F1 pilotları, araç içerisindeki dayanılmaz sıcaklıktan ve sürekli hareket halinde olduklarından epey kalori yakıyorlar. Bu kaloriler de genellikle 4 kilogram seviyelerinde kilo kaybına neden oluyor. Zaten sürücülerin yarış öncesi bol sıvı tüketmeleri de bundan kaynaklanıyor.
F1 yarışlarında kilo kaybeden taraf yalnızca pilotlar olmuyor. F1 araçlarındaki lastikler de aşınmadan dolayı 0,5 kilogram kadar kayıp yaşıyor. Yüksek hız, aşırı güçlü frenleme, 200 km/sa hızla viraj alma gibi durumlar, lastiklerin aşırı aşınmasına ve zaman zaman parçalanmasına neden oluyor.
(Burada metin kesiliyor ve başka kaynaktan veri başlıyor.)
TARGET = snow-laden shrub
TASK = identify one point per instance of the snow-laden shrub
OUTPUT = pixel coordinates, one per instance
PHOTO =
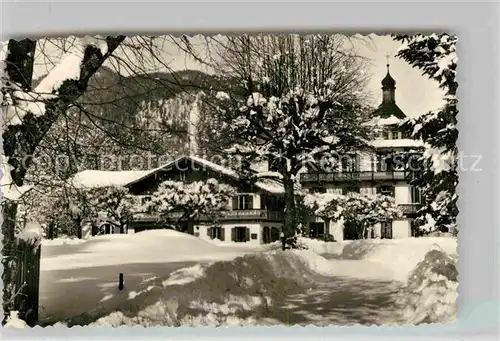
(13, 321)
(431, 293)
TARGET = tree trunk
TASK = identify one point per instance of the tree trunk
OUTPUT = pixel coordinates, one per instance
(21, 141)
(78, 226)
(289, 240)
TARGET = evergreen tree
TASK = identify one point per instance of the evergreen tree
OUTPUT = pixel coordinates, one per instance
(300, 105)
(192, 200)
(436, 56)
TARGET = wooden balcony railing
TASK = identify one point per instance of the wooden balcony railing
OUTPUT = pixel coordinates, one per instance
(410, 208)
(353, 176)
(256, 214)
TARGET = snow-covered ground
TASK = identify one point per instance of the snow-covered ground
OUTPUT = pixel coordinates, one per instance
(175, 279)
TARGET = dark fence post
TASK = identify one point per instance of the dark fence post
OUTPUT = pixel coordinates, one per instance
(120, 282)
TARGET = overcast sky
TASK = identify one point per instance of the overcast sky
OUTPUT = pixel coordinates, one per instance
(415, 93)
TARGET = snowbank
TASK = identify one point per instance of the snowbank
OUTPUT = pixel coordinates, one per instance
(232, 292)
(431, 294)
(62, 240)
(400, 255)
(156, 246)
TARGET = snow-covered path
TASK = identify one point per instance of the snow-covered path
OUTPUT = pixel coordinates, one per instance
(342, 301)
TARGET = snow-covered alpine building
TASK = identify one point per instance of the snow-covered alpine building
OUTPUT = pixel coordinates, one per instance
(373, 172)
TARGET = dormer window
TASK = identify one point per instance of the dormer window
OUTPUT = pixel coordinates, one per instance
(182, 176)
(395, 133)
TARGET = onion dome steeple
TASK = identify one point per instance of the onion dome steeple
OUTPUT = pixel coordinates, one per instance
(388, 106)
(388, 83)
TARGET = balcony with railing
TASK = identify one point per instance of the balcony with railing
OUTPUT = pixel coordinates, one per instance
(253, 214)
(353, 176)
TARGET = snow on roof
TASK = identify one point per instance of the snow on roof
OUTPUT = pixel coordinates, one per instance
(97, 178)
(397, 143)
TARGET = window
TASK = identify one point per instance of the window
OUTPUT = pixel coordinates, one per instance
(386, 230)
(350, 189)
(274, 164)
(243, 202)
(350, 163)
(215, 232)
(318, 190)
(240, 234)
(316, 230)
(145, 199)
(386, 190)
(384, 163)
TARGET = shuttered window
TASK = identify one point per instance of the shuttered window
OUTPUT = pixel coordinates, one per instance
(243, 202)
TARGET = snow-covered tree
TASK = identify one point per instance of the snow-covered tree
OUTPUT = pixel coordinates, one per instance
(436, 56)
(363, 211)
(300, 104)
(200, 198)
(28, 114)
(112, 205)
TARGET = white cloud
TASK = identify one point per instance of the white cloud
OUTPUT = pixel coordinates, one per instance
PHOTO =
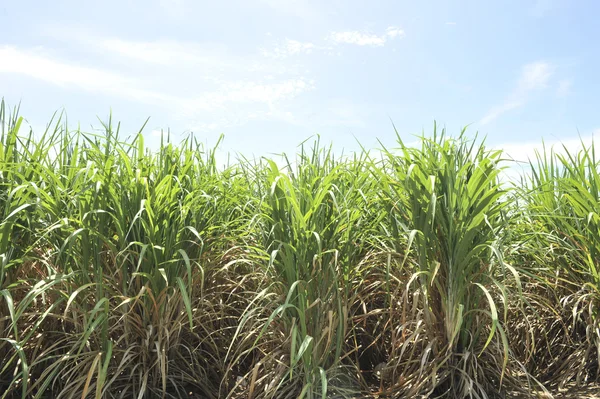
(564, 87)
(365, 38)
(63, 74)
(498, 110)
(393, 31)
(534, 76)
(290, 48)
(523, 152)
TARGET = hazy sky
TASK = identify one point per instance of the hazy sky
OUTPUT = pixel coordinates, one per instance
(270, 73)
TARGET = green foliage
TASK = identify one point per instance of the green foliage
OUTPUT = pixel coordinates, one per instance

F1 yarışları esnasında parçalanan lastikler, kazalar sonucunda havaya saçılan araç parçaları gibi birçok şey F1 pilotlarının hayatını tehlikeye sokuyor. Özellikle 300 km/sa hızla giderken en ufak bir şey kafanıza çarpma riskine sahipse, kaskınız da o denli güçlü olmak zorunda. Buna bir örnek olarak Felipe Massa’nın 2009 yılında yaşadığı kazayı yukarıdan izleyebilirsiniz.
F1, günümüzde maalesef kadınları görebildiğimiz bir spor dalı değil. Geçmişte birkaç kadın pilot F1 pistlerinde yarışmış olsa da bu pilotlar diğer pilotların başarısına yetişemediler. Ancak Lella Lombardi isimli bir kadın pilot, 1975 yılındaki İspanya GP’sinde yarım puan kazanmayı başardı ve puan kazanan tek kadın pilot olarak tarihe geçti.
F1 araçlarının uçakların tersine mühendislik işlemine girmesiyle ortaya çıkmış olabileceğini söyleyebiliriz. Uçaklar havada kalmak için nasıl bir kaldırma kuvveti oluşturuyorlarsa F1 araçları bu kuvveti tersine çevirerek kendilerini yere yapıştıran bir kuvvet oluşturuyorlar. İşte F1 araçlarındaki bu bastırma kuvveti, bir F1 aracının baş aşağı hareket etmesini mümkün kılıyor— elbette yüksek hızlarda.
Heyecanla beklediğimiz F1 yarışlarını mümkün kılan, bu yarışlarda liderleri lider yapan kişiler aslında bizim hiç görmediğimiz kişiler. Bir F1 takımı, yaklaşık 1.000 personele ev sahipliği yapıyor. Bu çalışanlar birçok farklı alanda, aracın geliştirilmesinden yarış stratejisine görevler yapıyorlar. Günümüz şampiyon takımı Mercedes-AMG Petronas’ın yalnızca kendi ana üssünde bile 950 personel bulunuyor.
Bir F1 aracı gördüyseniz, sporun içinde olan birisi değilseniz araçların direksiyonu elbet garibinize gitmiştir. Bu direksiyonlarda bulunan her bir düğme ayrı bir işleve sahip. Aracın motor gücünden torka, fren dengesinden radyoya ve pilotun içeceğine tüm kontroller buradan yapılıyor.
F1’de de neredeyse her spor dalında olduğu gibi sürücüler kendilerini temsil eden bir numaraya sahiptirler. F1 tarihi boyunca uğursuz sayılan 13 sayısı, yalnızca 1963 Meksika ve 1976 İngiltere GP’lerinde görüldü. Elbette bu numarayı alan bir kişiyi gören herkes o dönemde şaşkına döndü.
F1 camiası hakkındaki son bilgiyi, bu spordan uzak olan kişiler için verelim. Formula 1 araçları, 2005, 2006, 2007, 2008, 2009 ve 2010 yıllarında İstanbul Park pistinde birbirleriyle kıyasıya mücadele ettiler. Öyle ki İstanbul Park, dünya çapında birçok F1 hayranı tarafından en iyi pistler arasında değerlendiriliyordu.